Anderes ergibt sich auch nicht aus einem möglichen gutgläubigen Erwerb der Auflassungsvormerkung. Der Testamentsvollstreckervermerk im Grundbuch (§ 52 GBO) vermittelt keinen guten Glauben an das Bestehen der Verfügungsbefugnis des Testamentsvollstreckers. Der Vermerk hat lediglich die (negative) Funktion, den gutgläubigen Erwerb vom nicht verfügungsbefugten Erben zu verhindern, nicht aber, den gutgläubigen Erwerb vom Vollstrecker zu ermöglichen. Insbesondere ist auch der Name der Person des Testamentsvollstreckers nicht eingetragen, weshalb Dritte bereits keinen guten Glauben hinsichtlich der Verfügungsbefugnis der verfügenden Person entwickeln können.
Es besteht kein Gutglaubensschutz für eröffnete Verfügungen von Todes wegen im Bezug auf deren Wirksamkeit.

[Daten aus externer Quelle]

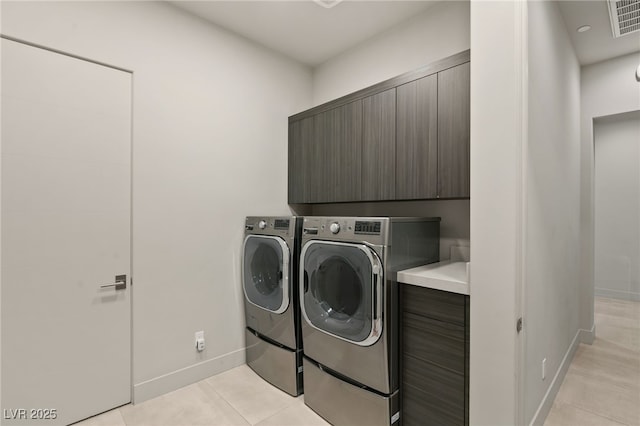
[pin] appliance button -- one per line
(334, 227)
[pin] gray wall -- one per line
(442, 30)
(617, 206)
(438, 32)
(606, 88)
(209, 147)
(552, 188)
(497, 79)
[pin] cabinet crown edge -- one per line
(425, 70)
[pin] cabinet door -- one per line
(453, 132)
(338, 154)
(379, 146)
(302, 170)
(417, 139)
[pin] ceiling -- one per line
(598, 43)
(311, 34)
(304, 30)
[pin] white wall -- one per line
(606, 88)
(440, 31)
(552, 230)
(497, 112)
(617, 206)
(454, 226)
(209, 147)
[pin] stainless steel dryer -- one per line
(349, 305)
(270, 254)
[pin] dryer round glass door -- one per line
(265, 272)
(341, 290)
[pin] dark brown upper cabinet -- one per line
(379, 147)
(417, 139)
(405, 138)
(301, 171)
(339, 150)
(454, 132)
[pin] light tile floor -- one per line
(602, 387)
(238, 397)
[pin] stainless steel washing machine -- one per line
(349, 305)
(270, 255)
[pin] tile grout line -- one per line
(206, 383)
(595, 414)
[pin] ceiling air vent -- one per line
(625, 16)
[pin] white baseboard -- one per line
(587, 336)
(617, 294)
(186, 376)
(582, 336)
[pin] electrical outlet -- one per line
(200, 341)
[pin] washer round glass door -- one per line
(265, 272)
(341, 292)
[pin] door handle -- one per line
(119, 284)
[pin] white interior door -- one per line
(66, 210)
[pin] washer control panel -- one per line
(334, 227)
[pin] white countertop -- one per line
(447, 276)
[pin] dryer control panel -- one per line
(370, 229)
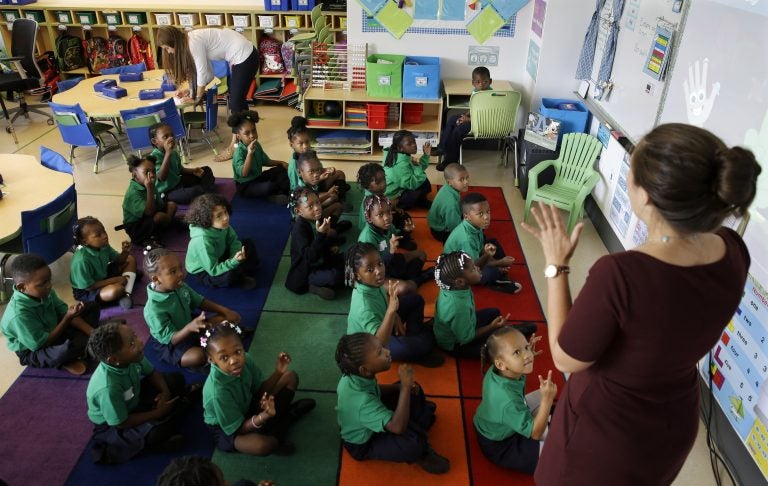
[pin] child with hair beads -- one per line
(133, 407)
(316, 265)
(245, 412)
(445, 213)
(373, 181)
(380, 233)
(384, 422)
(215, 255)
(145, 212)
(388, 308)
(300, 140)
(489, 256)
(168, 310)
(511, 425)
(38, 325)
(179, 184)
(97, 272)
(406, 178)
(249, 159)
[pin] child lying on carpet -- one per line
(487, 254)
(168, 310)
(510, 424)
(244, 412)
(390, 309)
(316, 264)
(215, 255)
(38, 325)
(132, 406)
(384, 422)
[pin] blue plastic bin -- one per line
(571, 120)
(421, 78)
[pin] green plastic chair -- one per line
(575, 176)
(493, 115)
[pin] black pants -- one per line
(192, 186)
(70, 345)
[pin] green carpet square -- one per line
(316, 460)
(310, 339)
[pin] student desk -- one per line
(27, 185)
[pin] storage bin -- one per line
(135, 18)
(384, 80)
(276, 4)
(421, 78)
(163, 19)
(576, 120)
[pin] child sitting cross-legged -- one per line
(98, 273)
(510, 424)
(246, 412)
(38, 326)
(384, 422)
(316, 265)
(168, 312)
(215, 255)
(133, 407)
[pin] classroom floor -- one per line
(101, 195)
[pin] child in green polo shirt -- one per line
(246, 412)
(510, 425)
(445, 213)
(38, 325)
(145, 213)
(388, 308)
(132, 406)
(170, 303)
(215, 255)
(249, 159)
(406, 178)
(179, 184)
(98, 273)
(383, 422)
(488, 255)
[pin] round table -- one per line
(27, 184)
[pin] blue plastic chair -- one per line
(54, 160)
(77, 131)
(131, 68)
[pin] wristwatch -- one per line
(552, 271)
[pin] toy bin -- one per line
(384, 76)
(573, 114)
(421, 78)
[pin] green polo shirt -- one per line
(167, 313)
(226, 398)
(173, 178)
(466, 237)
(89, 265)
(403, 175)
(113, 392)
(445, 212)
(367, 309)
(503, 411)
(212, 250)
(359, 409)
(27, 322)
(259, 159)
(455, 318)
(135, 201)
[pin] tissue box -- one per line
(114, 91)
(105, 83)
(130, 77)
(151, 94)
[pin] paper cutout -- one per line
(394, 19)
(487, 22)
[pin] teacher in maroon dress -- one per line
(629, 412)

In Fällen, in denen eine Testamentsvollstreckung vorgesehen ist, ist der gute Glaube in die Verfügungsbefugnis des Testamentsvollstreckers nur geschützt, wenn ein Testamentsvollstreckungszeugnis oder ein Europäisches Nachlasszeugnis vorliegt. Der Testamentsvollstreckervermerk im Grundbuch begründet jedenfalls keinen guten Glauben, sondern zerstört diesen lediglich in Bezug auf die Verfügungsbefugnis der Erben.